Before the war, it was a place meant to reform troubled boys through education and Christian virtue. The brick buildings at Falstad, arranged around a central courtyard in the village of Ekne, had been a boarding school since 1895, rebuilt twice after fires. In September 1941, those same walls became a Nazi prison camp, and the forest to the south became a place from which no one returned.
The Nazis first visited Falstad in August 1941, considering it for the Lebensborn program, which sought to increase the 'Aryan' population. They found it unsuitable for that purpose but quickly recognized another use. Within weeks, 170 Danish men who had refused forced labor with the Todt Organisation became the camp's first prisoners. In a grim irony, these initial inmates were made to build the barbed wire fences and watchtowers that would confine those who came after them. Falstad fell under the authority of Gerhard Flesch, the regional security police commander in Trondheim, who treated it as his personal prison. The camp grew steadily, with barracks rising southeast of the main building, three watchtowers scanning the grounds, and a commander's residence across the river. At least 4,500 prisoners from thirteen countries would pass through Falstad before liberation, though the true number may never be known, since camp authorities burned their records as the war ended.

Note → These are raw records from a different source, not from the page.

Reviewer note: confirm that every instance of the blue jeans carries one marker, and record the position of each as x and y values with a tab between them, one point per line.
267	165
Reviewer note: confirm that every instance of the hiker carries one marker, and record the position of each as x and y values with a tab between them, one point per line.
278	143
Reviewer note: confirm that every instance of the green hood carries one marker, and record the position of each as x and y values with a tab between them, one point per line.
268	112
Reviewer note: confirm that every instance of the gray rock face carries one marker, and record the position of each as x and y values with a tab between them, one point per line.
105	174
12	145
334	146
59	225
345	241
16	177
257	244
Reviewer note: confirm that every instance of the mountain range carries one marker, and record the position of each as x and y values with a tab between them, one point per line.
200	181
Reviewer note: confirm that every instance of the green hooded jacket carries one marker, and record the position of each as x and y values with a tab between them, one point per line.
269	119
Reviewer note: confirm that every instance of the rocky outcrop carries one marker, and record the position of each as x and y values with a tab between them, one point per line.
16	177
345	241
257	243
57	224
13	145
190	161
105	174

South of the camp stood a forest that the commanders turned into an execution ground. On 7 March 1942, the first shots were fired there: four Jewish men, Abel Lazar Bernstein, David Isaksen, Wulf Isaksen, and David Wolfsohn, along with Olav Sverre Benjaminsen, were killed. A Yugoslav prisoner of war named Ljuban Vukovic was forced to become the forest's grave digger. He survived, and his testimony would prove crucial in postwar trials. The worst single atrocity came on 6 October 1942, when Nazi authorities imposed martial law across central Norway. At least 204 people were killed in Falstadskogen that day: 170 non-Norwegian prisoners and 34 Norwegian political prisoners. More than 150 unnamed prisoners of war were also shot in the forest over the course of the war. As the end approached in May 1945, camp authorities tried to hide the evidence, exhuming bodies and sinking roughly 25 of them in the nearby fjord.
Daily existence at Falstad was defined by forced labor that was often deliberately pointless, designed to degrade rather than produce. Guards like Edward F. Lambrecht, whom prisoners called Gråbein (Grayleg) after the Norwegian word for wolves, were notorious for casual brutality. Forty-seven Jewish men were imprisoned at Falstad at various times; at least eight were murdered there, while others were deported to Auschwitz. Among those killed in November 1942 were Moritz Abrahamsen, Kalman Glick, and Herman Schidorsky. Toralf Berg, a Norwegian resistance fighter, was executed in February 1943. Despite the horror, a change in camp command during the summer of 1943 brought somewhat improved conditions for those who remained. Of the six commandants who ran Falstad during the war, none were prosecuted for war crimes in Norway, though several subordinate officers faced justice. Gerhard Flesch was sentenced to death. Oscar Hans, who commanded the firing squads, received a death sentence later commuted by Norway's Supreme Court.
After liberation, Falstad briefly served to hold those who had collaborated with the Nazis, under the name Innherrad Forced Labour Camp. Then, between 1951 and 1992, the buildings returned to education, operating as a school for people with intellectual disabilities. In August 2000, the Falstad Centre Foundation was established as a national institution for documenting the history of wartime imprisonment, humanitarian law, and human rights. The effort to find and identify the dead continues. The original estimate of 202 victims in Falstadskogen is now considered too low. Efforts to exhume, identify, and properly bury the remains go on, a process made harder by the camp authorities' attempts to destroy the evidence in those final days of the war. The brick buildings still stand in the quiet village of Ekne, overlooking the Trondheim Fjord. The forest still stands to the south. Both carry the weight of what happened there.
Located at 63.69°N, 11.04°E in the village of Ekne, Levanger Municipality, along the Trondheim Fjord in central Norway. The rectangular brick buildings are visible from altitude, with the forest of Falstadskogen extending south of the complex. Nearest major airport is Trondheim Airport Værnes (ENVA), approximately 60 km southwest. Altitude recommendation: 3,000-5,000 feet for context of the fjord setting.